After the decals dried, I applied glossy varnish again on the model to protect the decals. It is necessary to protect the model with varnish before completing one stage and moving on to the next. Otherwise, the underlying paint layer is damaged. Again, if you do not dry the varnish before proceeding to the next step, the varnish will also peel off. It is necessary to be careful against such dangers.


When the decals were finished, it was time for the oil painting stage, which is my favorite. First of all, I applied a filter on the outer surface of the bus in white, blue and brown colors. In this way, both the shine has gone and the ground has become ready for the weathering we will do later.


After the filter, I used oil paints to create contrast between the layers of the bus. It is important to wait for the underlying filter layer to dry completely before doing this. Otherwise, you will completely delete the filter when painting with oil.


The bus had a body made by combining different plates. I tried to achieve contrast by painting each plate in a different color. Unfortunately, I noticed from the pictures that there were oil paint residues left in some places.


When the oil painting phase was finished, it was time to apply washes the bus.
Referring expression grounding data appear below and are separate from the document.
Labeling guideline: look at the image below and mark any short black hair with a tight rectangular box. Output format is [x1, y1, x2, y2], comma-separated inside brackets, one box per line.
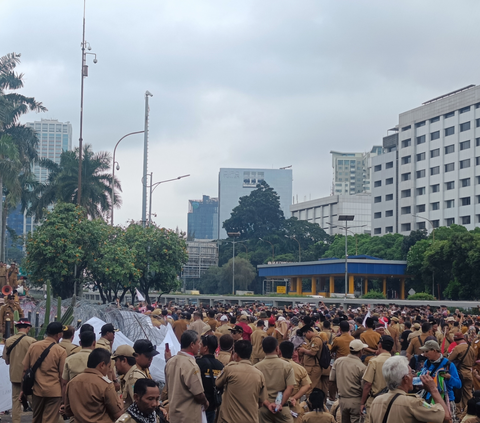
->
[279, 341, 294, 359]
[180, 330, 198, 349]
[234, 340, 252, 359]
[79, 330, 96, 348]
[323, 320, 331, 329]
[87, 348, 111, 369]
[62, 325, 75, 339]
[257, 320, 264, 327]
[219, 334, 234, 351]
[117, 356, 136, 366]
[467, 398, 477, 416]
[201, 335, 218, 354]
[308, 388, 325, 411]
[134, 378, 158, 397]
[365, 318, 374, 328]
[80, 323, 94, 334]
[422, 322, 432, 333]
[339, 321, 350, 332]
[262, 336, 278, 354]
[404, 321, 412, 329]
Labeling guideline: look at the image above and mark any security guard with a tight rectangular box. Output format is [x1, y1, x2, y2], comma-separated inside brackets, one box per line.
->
[65, 348, 124, 423]
[59, 325, 81, 356]
[360, 336, 394, 423]
[113, 345, 139, 410]
[298, 327, 323, 394]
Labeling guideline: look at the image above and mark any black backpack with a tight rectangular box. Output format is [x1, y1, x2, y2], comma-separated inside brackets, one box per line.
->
[317, 340, 331, 369]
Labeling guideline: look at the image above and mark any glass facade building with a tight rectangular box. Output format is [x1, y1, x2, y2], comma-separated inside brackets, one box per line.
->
[187, 195, 218, 240]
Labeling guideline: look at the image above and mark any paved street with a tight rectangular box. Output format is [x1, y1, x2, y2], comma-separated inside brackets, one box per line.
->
[0, 410, 33, 422]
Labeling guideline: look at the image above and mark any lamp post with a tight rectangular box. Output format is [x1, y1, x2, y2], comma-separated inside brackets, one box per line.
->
[259, 238, 275, 261]
[146, 173, 190, 225]
[227, 232, 241, 295]
[412, 214, 436, 295]
[141, 91, 153, 228]
[111, 131, 144, 225]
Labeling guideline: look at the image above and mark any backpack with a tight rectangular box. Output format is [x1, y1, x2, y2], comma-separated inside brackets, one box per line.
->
[317, 340, 331, 369]
[410, 336, 427, 372]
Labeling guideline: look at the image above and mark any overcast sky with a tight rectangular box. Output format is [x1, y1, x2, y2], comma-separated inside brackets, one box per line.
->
[3, 0, 480, 232]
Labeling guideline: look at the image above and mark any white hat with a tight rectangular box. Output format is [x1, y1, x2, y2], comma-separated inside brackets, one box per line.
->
[278, 316, 286, 322]
[349, 339, 368, 352]
[220, 315, 228, 322]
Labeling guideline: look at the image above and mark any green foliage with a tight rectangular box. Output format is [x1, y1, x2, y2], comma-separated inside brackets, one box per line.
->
[362, 290, 386, 299]
[13, 310, 19, 335]
[37, 280, 51, 340]
[408, 292, 436, 301]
Since I didn't want to darken the color too much, I tried to do a light wash with black color.
 

Unfortunately, I could not reach my goal and the color darkened compared to its original state. I wanted to remove the wash solution using turpentine. But still it was not possible to lighten the darkened color.


After the washing phase was over, I covered the vehicle with matte varnish. Since the matte varnish creates a rough surface, it makes the weathering process very easy. But it is very important to wait for it to completely dry and harden. Otherwise, turpentine or white spirit may damage the varnish layer.
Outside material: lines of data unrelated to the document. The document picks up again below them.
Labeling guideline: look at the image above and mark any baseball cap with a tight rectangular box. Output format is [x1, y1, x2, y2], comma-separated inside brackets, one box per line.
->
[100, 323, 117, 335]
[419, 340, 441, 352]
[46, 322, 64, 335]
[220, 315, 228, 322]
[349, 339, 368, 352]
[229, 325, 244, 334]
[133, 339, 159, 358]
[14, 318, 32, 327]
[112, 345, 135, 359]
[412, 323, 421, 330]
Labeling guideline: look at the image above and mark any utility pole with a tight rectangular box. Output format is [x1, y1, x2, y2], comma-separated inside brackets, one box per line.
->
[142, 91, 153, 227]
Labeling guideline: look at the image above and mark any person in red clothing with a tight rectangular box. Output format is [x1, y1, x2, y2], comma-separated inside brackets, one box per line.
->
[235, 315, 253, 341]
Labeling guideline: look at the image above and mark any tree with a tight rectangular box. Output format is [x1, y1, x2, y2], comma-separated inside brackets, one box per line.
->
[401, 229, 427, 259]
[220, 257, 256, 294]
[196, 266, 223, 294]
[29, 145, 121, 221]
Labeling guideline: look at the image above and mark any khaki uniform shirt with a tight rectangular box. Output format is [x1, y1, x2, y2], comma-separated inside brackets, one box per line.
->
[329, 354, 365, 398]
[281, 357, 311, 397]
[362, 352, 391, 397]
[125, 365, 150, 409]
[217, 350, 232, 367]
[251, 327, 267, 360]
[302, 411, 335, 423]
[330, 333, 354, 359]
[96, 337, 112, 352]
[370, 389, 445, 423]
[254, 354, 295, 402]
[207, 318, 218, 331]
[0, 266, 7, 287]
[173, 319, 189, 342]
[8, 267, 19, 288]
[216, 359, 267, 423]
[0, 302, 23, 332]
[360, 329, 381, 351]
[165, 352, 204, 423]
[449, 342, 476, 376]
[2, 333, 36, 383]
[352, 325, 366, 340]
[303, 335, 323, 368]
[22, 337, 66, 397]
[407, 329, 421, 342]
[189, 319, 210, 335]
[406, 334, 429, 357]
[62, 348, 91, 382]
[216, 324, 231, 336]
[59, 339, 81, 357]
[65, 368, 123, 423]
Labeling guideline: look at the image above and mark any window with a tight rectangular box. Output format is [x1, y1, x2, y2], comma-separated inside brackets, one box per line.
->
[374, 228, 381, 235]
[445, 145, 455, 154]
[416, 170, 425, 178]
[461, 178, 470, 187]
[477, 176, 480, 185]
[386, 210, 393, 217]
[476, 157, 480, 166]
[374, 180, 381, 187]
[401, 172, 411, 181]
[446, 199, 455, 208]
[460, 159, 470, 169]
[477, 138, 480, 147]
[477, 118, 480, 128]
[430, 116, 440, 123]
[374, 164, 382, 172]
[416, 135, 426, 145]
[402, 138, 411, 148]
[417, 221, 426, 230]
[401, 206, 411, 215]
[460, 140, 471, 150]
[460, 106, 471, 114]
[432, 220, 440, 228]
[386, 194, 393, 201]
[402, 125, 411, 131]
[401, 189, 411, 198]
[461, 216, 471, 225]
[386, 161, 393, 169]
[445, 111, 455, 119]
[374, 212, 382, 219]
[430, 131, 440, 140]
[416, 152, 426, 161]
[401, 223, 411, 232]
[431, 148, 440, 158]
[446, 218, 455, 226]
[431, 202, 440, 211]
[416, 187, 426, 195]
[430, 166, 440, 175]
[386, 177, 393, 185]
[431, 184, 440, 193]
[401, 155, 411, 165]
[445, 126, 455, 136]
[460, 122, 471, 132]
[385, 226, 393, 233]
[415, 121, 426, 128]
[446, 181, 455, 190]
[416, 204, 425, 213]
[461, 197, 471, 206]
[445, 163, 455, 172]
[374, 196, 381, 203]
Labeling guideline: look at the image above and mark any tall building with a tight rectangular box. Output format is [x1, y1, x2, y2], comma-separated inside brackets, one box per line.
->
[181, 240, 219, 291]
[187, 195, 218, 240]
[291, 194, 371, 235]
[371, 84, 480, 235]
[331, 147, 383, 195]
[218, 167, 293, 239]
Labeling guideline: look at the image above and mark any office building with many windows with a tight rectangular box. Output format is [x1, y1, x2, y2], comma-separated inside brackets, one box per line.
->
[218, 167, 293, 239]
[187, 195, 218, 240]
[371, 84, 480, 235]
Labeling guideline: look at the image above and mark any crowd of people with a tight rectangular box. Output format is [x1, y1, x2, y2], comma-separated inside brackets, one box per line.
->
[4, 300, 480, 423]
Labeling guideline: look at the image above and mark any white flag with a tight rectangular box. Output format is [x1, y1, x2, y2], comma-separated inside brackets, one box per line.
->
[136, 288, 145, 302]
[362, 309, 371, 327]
The windows of the bus looked very bright. I wanted to age the windows by dusting them. But I was worried that if I dusted too much, it would lose its transparency. I applied the raindrop solution that I had diluted too much on the windows. When I got the blur I wanted, I ended the process.
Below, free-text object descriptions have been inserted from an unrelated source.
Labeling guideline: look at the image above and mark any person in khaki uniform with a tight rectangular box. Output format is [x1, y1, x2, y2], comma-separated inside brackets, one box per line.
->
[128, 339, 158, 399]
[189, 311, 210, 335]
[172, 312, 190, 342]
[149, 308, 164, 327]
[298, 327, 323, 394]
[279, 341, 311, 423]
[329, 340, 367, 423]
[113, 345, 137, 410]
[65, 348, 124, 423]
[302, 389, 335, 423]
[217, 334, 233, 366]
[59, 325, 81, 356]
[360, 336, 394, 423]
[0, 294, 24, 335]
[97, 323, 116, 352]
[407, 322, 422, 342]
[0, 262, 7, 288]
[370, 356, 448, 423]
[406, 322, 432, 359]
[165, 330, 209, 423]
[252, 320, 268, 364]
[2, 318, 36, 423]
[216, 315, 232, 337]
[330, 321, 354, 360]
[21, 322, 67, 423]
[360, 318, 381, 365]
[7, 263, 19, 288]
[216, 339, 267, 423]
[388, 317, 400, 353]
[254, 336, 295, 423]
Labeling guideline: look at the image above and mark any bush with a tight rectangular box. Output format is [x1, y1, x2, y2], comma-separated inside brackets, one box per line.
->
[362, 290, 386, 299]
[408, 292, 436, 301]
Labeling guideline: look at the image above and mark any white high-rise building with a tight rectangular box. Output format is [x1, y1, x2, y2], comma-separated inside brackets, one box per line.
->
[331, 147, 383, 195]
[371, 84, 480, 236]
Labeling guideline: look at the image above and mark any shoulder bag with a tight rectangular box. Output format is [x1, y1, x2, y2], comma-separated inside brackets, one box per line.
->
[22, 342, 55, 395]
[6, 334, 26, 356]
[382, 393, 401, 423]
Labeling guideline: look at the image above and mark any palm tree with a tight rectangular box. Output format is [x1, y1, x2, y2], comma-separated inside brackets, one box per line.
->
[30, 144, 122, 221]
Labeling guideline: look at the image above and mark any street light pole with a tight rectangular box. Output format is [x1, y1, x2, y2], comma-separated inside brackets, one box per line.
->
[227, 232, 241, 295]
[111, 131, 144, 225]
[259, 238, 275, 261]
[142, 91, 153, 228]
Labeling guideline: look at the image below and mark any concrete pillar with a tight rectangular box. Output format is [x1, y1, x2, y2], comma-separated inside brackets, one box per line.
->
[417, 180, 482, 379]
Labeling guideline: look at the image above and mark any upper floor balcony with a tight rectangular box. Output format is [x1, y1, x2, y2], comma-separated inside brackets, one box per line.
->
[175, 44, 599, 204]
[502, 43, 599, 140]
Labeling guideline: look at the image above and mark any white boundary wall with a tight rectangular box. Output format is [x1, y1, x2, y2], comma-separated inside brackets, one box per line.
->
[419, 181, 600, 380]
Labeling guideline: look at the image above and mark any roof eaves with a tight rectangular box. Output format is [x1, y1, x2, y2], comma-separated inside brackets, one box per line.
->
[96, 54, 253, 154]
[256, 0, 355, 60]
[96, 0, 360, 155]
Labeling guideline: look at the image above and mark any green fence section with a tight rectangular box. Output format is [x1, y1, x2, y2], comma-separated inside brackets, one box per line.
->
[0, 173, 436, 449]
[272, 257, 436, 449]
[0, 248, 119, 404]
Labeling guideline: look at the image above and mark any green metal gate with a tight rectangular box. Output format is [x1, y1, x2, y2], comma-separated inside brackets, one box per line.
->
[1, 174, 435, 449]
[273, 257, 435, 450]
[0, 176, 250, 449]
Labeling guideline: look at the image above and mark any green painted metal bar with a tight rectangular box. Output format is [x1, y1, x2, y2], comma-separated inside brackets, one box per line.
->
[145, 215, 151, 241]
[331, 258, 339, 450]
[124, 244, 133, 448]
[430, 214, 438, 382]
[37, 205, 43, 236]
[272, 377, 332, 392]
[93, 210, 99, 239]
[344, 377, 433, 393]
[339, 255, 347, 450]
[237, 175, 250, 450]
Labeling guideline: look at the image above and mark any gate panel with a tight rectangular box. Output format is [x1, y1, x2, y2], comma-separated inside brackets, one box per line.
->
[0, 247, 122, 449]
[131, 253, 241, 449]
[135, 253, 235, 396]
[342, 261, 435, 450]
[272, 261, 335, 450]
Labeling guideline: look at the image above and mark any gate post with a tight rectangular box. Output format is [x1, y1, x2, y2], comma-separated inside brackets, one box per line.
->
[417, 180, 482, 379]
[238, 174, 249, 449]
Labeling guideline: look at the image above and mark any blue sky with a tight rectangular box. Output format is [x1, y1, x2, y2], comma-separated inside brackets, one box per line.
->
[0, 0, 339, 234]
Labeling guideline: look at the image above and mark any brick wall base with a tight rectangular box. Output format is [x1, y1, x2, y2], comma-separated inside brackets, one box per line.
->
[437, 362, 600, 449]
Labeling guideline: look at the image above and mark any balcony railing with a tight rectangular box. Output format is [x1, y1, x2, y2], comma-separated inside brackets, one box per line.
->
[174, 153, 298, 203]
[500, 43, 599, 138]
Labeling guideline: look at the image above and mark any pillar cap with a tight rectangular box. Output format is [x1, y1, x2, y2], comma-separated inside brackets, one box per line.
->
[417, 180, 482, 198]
In fact, the side plates of the bus were ideal for streamlining. But I didn't want to make too much streaks in this vehicle. I made dust and mud on the chassis of the bus. I also dusted the fender part behind the wheels.


I dusted the wheels to look realistic. I did some puddle of dust between the rims. I wiped the parts of the wheels that contacted the ground with my hand to keep them shiny. This way I got a more realistic look.


The tarpaulin on the vehicle started to tear as soon as I touched it with a brush for weathering. I took parafilm over the torn areas and painted again. But this tearing problem recurred often.


I've had constant problems with the front wheel. The left front wheel broke off frequently. As I glued the broken wheel, the plastic started to melt. I solved this problem by adding extra part in between. Those who want to make this kit better pay attention to the front wheels.


I used washing liquids to create a dust and mud effect on the skirts of the vehicle's body. I applied these liquids to some places with a brush tip and to some places with a sponge. I applied it lightly as I didn't want it to be too powdery.


After dusting the edges, I tried softening the edges with washing liquids. Since I wanted it not to be too dusty in general, I reduced the excess parts by using white spirit.


After all the weathering stages of the bus were finished, I made a final check. When I saw that the decals were very erased, I went over the decals with turpentine and tried to reveal them.


Part of the tarpaulin on the bus was torn again. I drew parafilm and painted the torn part again, but it still tore again. I decided to leave it as it is.


I've never made a model of a wheeled vehicle before. This was the first time and it was really beautiful and fun to make. While this kit has a few issues, overall it's a nice and easy combination. I would recommend it if you are considering buying it.


After a long period of construction, I finished the bus and put it on display. While Roden's tanks had problems in the construction phase, such errors were rare in this bus. I put the model on display, planning to buy another bus in the future.